The Biden DOJ, which has made clear that, like Democrats generally, they regard their ability to have the Internet censored as a top priority, immediately announced they would appeal this ruling. And they did. But on Friday, a three-judge appellate court composed of two Bush nominees and one Trump nominee upheld not all, but most of the ruling, including its most foundational parts. The appellate panel emphasized what a grave and unusually invasive free speech violation this was: “The Supreme Court has rarely been faced with a coordinated campaign” of censorship code “of this magnitude orchestrated by federal officials.” The result said the court was, “suppressing millions of protected free speech postings.” The ruling was based on the long-standing principle that the First Amendment free speech guarantee not only bars the state from directly censoring but also forcing or otherwise coercing private actors to censor for them.

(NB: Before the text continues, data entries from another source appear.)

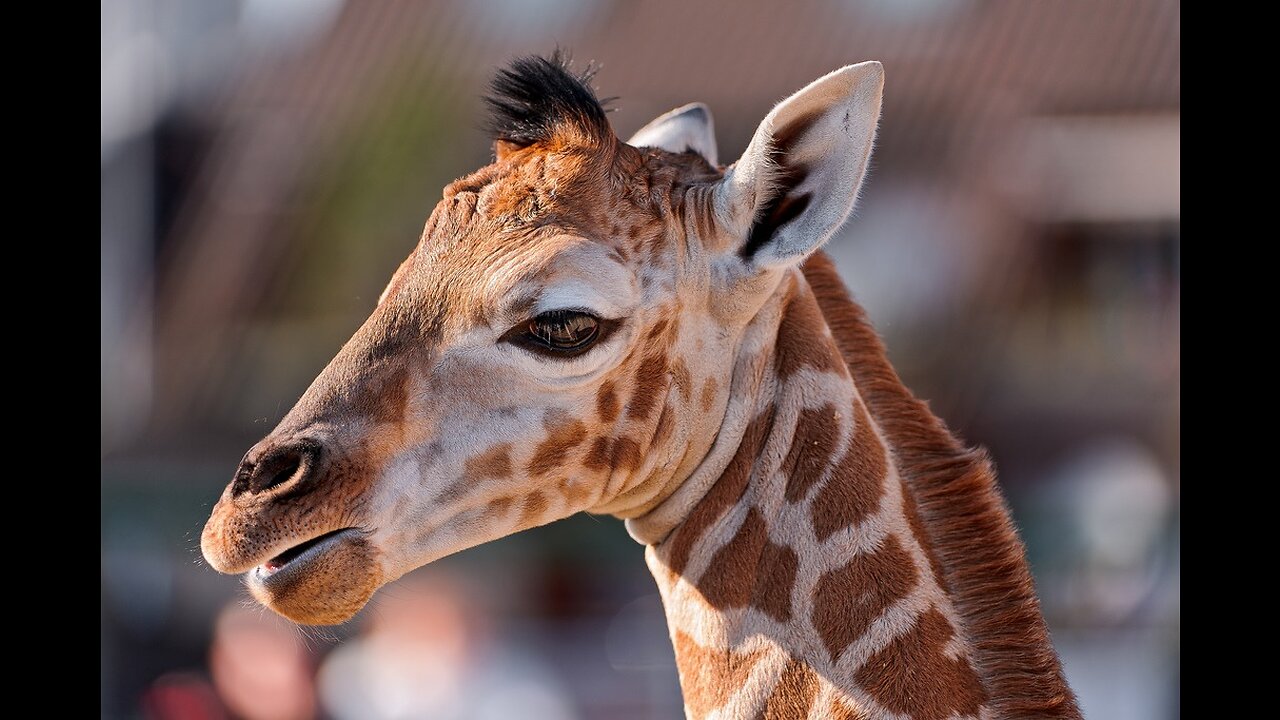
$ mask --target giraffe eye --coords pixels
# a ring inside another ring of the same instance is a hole
[[[512,328],[504,339],[542,355],[576,357],[590,350],[613,325],[579,310],[551,310]]]

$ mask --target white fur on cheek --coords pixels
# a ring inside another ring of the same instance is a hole
[[[426,500],[422,493],[422,467],[413,452],[406,452],[392,460],[382,476],[374,483],[374,503],[370,516],[374,519],[373,543],[382,548],[384,577],[395,578],[413,568],[402,567],[405,558],[394,557],[389,548],[400,546],[393,537],[395,529],[402,527],[405,518],[415,517],[421,508],[415,507]]]

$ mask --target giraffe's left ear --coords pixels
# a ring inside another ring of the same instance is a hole
[[[777,105],[716,188],[717,219],[755,267],[798,263],[853,211],[880,119],[884,68],[836,70]]]
[[[716,128],[711,108],[690,103],[654,118],[627,141],[635,147],[658,147],[674,153],[693,150],[714,167],[716,162]]]

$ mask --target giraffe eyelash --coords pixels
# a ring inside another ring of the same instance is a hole
[[[511,328],[501,339],[543,357],[572,359],[608,339],[620,324],[585,310],[548,310]]]

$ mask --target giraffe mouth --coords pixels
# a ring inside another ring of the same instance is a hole
[[[298,543],[253,569],[260,581],[266,582],[285,569],[296,570],[324,554],[330,547],[342,541],[343,536],[358,532],[355,528],[339,528]]]

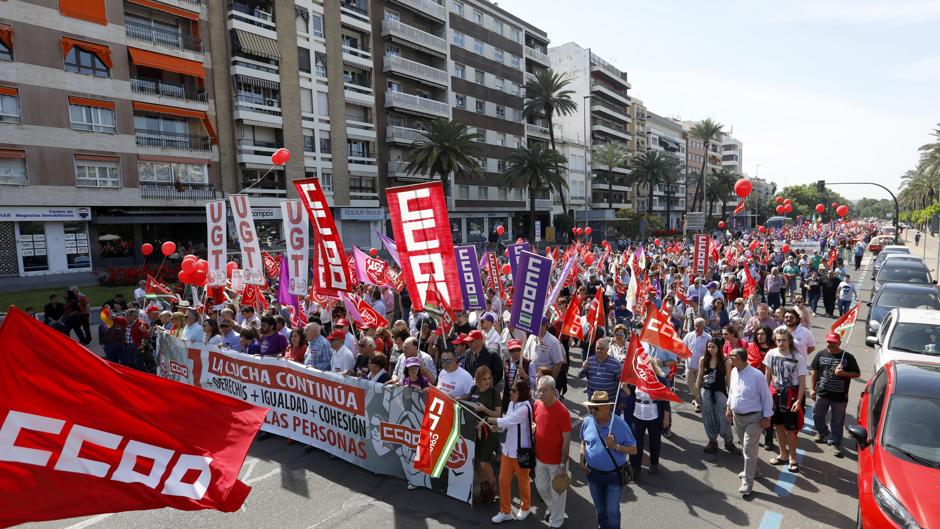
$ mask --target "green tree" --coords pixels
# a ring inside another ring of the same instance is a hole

The appellate court found that four agencies in particular were guilty of using threats to all but force social media platforms to censor at their command – the White House the FBI, the CDC and the surgeon general – and, as a result, ban them from engaging in such communications or threats going forward. We will discuss the broad and very significant implications of this decision. We'll also speak to one of the lead lawyers who represented the plaintiffs in this case: Jenin Younes.